Complex data

When your data is very complex - high embedding dimension, internal structures, ... - even small data sizes become difficult to handle.

If you know the internal structures before hand, this helps immensely; we have methods that make image or sound analysis feasible in spite of a high embedding dimension.

Far more difficult is when there is unknown internal structure. One area where this happens a lot is in genomics.

Intrinsic and Ambient Dimension

The problem with most classical analysis methods is that their complexity tends to depend on ambient dimension - on the number of features in the data set.

In most cases of interest, the data does not fill out the entire ambient space: data has a relatively high co-dimension.

The lower intrinsic dimension of data is what drives successful modeling.

From Ambient to Intrinsic

One approach is to use dimensionality reduction methods to lower the dimension:

  • PCA: find linear map that concentrates variances
  • Manifold learning: find a non-linear map under a manifold assumption.
  • Graph / Complex representations: build a combinatorial model of the data.

When the data is linear enough, PCA can perform very well.
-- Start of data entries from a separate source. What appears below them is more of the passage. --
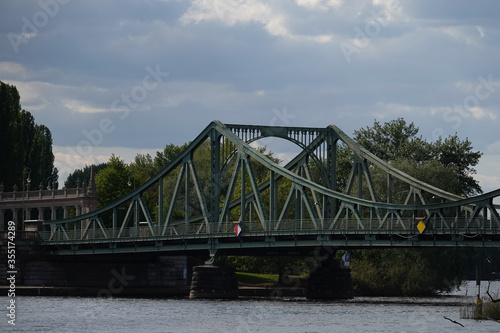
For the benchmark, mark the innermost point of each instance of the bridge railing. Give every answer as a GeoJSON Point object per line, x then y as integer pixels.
{"type": "Point", "coordinates": [452, 226]}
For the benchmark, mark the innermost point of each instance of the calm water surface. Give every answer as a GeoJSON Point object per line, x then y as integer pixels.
{"type": "Point", "coordinates": [73, 314]}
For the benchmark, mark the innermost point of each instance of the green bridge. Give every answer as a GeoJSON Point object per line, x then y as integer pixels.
{"type": "Point", "coordinates": [244, 203]}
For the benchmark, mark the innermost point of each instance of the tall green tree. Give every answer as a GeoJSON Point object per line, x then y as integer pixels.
{"type": "Point", "coordinates": [447, 164]}
{"type": "Point", "coordinates": [26, 147]}
{"type": "Point", "coordinates": [83, 175]}
{"type": "Point", "coordinates": [111, 182]}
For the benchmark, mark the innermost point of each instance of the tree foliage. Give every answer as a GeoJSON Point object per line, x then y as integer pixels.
{"type": "Point", "coordinates": [83, 175]}
{"type": "Point", "coordinates": [397, 142]}
{"type": "Point", "coordinates": [111, 182]}
{"type": "Point", "coordinates": [25, 145]}
{"type": "Point", "coordinates": [447, 164]}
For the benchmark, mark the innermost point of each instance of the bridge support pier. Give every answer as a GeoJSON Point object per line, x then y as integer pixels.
{"type": "Point", "coordinates": [214, 282]}
{"type": "Point", "coordinates": [330, 281]}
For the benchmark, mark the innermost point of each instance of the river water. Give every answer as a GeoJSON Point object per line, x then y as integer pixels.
{"type": "Point", "coordinates": [75, 314]}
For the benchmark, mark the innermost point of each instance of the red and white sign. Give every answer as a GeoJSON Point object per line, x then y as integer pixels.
{"type": "Point", "coordinates": [237, 230]}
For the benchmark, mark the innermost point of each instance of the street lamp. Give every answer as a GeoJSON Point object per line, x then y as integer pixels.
{"type": "Point", "coordinates": [26, 171]}
{"type": "Point", "coordinates": [50, 180]}
{"type": "Point", "coordinates": [130, 182]}
{"type": "Point", "coordinates": [27, 181]}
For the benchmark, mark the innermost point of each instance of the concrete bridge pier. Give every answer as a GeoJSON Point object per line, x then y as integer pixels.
{"type": "Point", "coordinates": [330, 281]}
{"type": "Point", "coordinates": [213, 281]}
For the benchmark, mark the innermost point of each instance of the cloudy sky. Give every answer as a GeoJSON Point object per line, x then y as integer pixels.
{"type": "Point", "coordinates": [129, 77]}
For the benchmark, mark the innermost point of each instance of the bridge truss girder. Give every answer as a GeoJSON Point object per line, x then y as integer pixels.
{"type": "Point", "coordinates": [234, 193]}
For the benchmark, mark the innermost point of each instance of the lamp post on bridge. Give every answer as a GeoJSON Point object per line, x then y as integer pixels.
{"type": "Point", "coordinates": [26, 188]}
{"type": "Point", "coordinates": [130, 182]}
{"type": "Point", "coordinates": [50, 180]}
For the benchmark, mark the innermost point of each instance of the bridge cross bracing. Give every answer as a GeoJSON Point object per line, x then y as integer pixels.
{"type": "Point", "coordinates": [194, 203]}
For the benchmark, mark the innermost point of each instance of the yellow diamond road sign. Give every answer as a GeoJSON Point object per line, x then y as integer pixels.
{"type": "Point", "coordinates": [421, 226]}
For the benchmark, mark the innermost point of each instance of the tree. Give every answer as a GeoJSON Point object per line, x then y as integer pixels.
{"type": "Point", "coordinates": [25, 145]}
{"type": "Point", "coordinates": [397, 143]}
{"type": "Point", "coordinates": [83, 175]}
{"type": "Point", "coordinates": [111, 182]}
{"type": "Point", "coordinates": [447, 164]}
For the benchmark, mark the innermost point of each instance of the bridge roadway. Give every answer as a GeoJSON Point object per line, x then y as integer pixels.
{"type": "Point", "coordinates": [290, 237]}
{"type": "Point", "coordinates": [239, 183]}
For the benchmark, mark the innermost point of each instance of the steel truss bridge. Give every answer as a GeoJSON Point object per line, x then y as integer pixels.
{"type": "Point", "coordinates": [223, 183]}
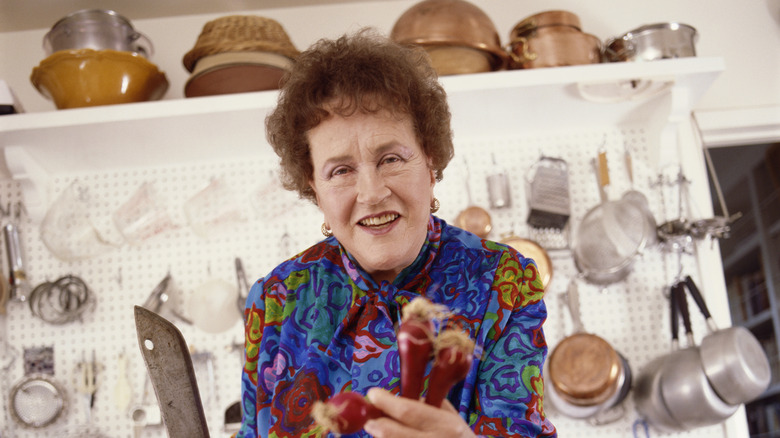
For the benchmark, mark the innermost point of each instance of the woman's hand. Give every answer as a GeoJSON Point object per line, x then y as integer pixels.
{"type": "Point", "coordinates": [409, 418]}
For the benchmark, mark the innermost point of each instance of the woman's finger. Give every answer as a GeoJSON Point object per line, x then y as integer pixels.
{"type": "Point", "coordinates": [409, 418]}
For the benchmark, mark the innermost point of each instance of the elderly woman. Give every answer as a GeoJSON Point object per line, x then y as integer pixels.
{"type": "Point", "coordinates": [362, 129]}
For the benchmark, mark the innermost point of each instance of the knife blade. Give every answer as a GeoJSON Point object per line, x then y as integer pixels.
{"type": "Point", "coordinates": [169, 363]}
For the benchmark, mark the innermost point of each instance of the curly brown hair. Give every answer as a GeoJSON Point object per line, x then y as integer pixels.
{"type": "Point", "coordinates": [363, 72]}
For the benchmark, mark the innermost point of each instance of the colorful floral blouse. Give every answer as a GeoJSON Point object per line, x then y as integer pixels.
{"type": "Point", "coordinates": [318, 325]}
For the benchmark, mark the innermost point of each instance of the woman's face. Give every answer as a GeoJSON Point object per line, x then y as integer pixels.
{"type": "Point", "coordinates": [374, 185]}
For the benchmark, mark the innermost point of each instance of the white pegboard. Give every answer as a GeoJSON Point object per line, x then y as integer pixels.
{"type": "Point", "coordinates": [631, 314]}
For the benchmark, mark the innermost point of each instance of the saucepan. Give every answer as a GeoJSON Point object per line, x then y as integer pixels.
{"type": "Point", "coordinates": [688, 394]}
{"type": "Point", "coordinates": [735, 364]}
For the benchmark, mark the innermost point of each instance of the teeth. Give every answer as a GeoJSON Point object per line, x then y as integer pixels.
{"type": "Point", "coordinates": [378, 220]}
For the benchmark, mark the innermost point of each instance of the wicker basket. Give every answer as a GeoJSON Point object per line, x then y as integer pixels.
{"type": "Point", "coordinates": [240, 33]}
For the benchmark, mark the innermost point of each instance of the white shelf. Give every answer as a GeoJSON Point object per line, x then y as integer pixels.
{"type": "Point", "coordinates": [149, 133]}
{"type": "Point", "coordinates": [38, 146]}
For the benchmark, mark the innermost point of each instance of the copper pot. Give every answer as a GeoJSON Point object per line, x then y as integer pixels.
{"type": "Point", "coordinates": [552, 39]}
{"type": "Point", "coordinates": [451, 24]}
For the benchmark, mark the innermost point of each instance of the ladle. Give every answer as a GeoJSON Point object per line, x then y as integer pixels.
{"type": "Point", "coordinates": [473, 218]}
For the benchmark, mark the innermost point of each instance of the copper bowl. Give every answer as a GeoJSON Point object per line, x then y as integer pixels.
{"type": "Point", "coordinates": [451, 23]}
{"type": "Point", "coordinates": [86, 77]}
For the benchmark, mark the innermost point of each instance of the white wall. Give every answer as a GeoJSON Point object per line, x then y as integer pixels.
{"type": "Point", "coordinates": [746, 33]}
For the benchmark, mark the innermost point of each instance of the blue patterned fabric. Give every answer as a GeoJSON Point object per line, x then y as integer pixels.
{"type": "Point", "coordinates": [318, 324]}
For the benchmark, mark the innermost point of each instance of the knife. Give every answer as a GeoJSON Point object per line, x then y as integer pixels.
{"type": "Point", "coordinates": [170, 369]}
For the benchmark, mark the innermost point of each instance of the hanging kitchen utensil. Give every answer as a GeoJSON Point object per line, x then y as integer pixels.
{"type": "Point", "coordinates": [473, 218]}
{"type": "Point", "coordinates": [212, 306]}
{"type": "Point", "coordinates": [243, 287]}
{"type": "Point", "coordinates": [530, 249]}
{"type": "Point", "coordinates": [688, 394]}
{"type": "Point", "coordinates": [17, 270]}
{"type": "Point", "coordinates": [123, 392]}
{"type": "Point", "coordinates": [5, 293]}
{"type": "Point", "coordinates": [168, 361]}
{"type": "Point", "coordinates": [165, 300]}
{"type": "Point", "coordinates": [611, 235]}
{"type": "Point", "coordinates": [62, 301]}
{"type": "Point", "coordinates": [498, 187]}
{"type": "Point", "coordinates": [37, 401]}
{"type": "Point", "coordinates": [735, 364]}
{"type": "Point", "coordinates": [639, 199]}
{"type": "Point", "coordinates": [547, 186]}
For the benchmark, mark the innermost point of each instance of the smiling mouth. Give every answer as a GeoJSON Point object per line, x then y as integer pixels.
{"type": "Point", "coordinates": [378, 221]}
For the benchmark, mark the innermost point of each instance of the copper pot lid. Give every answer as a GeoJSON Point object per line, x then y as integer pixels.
{"type": "Point", "coordinates": [450, 23]}
{"type": "Point", "coordinates": [530, 249]}
{"type": "Point", "coordinates": [584, 369]}
{"type": "Point", "coordinates": [547, 18]}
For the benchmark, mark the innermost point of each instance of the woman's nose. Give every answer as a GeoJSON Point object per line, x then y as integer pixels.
{"type": "Point", "coordinates": [371, 188]}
Alternative approaches excel when the internal structure of the data is more complicated.

Why Non-linear?

In [103]:
fig1
Out[103]:

Why Non-linear?

In [111]:
fig2
Out[111]:

Manifold Learning Methods

  • MDS - Multidimensional Scaling: optimize an embedding to reduce the difference between original distances and embedding distances
  • Isomap: use nearest neighbors to build a distance graph, traverse the graph to build distances between points, then use MDS
  • Locally Linear Embedding (LLE): find nearest neighbors of each data point, use small neighborhood to build local linear regressions and then glue these to form a global structure
  • Spectral Embedding: use Eigenvectors of the Graph Laplacian to create new coordinates

Topological Data Analysis

The field of Topological Data Analysis starts with a few observations and builds a new paradigm of data analysis techniques, designed to deal with highly complex datasets.

  • Data Has Shape
  • Shape Matters

Once the shape of data is identified as important, several features of topology emerge as useful:

  • Coordinate Independence
  • Deformation Resilience
  • Compressed Representation

There are two main current directions of TDA:

  • Mapper - constructing intrinsic models of data
  • Persistent Homology - extending clustering to topological invariants that measure internal structures of clusters

Mapper: graph / simplicial complex representations

Given: arbitrary dataset $X$, function $X\to\mathbb{R}^d$.

The role of the filter function is to determine what differences in the data matter to the user: what distinctions need to be preserved in the new representation.

Mapper then:

  1. Bins $X$ into overlapping bins according to the filter function values
  2. Clusters each bin separately
  3. Connects overlapping clusters from adjacent bins to create a graph / simplicial complex representing the original data

The Nerve lemma from algebraic topology tells us that if we are sufficiently lucky, the result is structurally equivalent to the original data.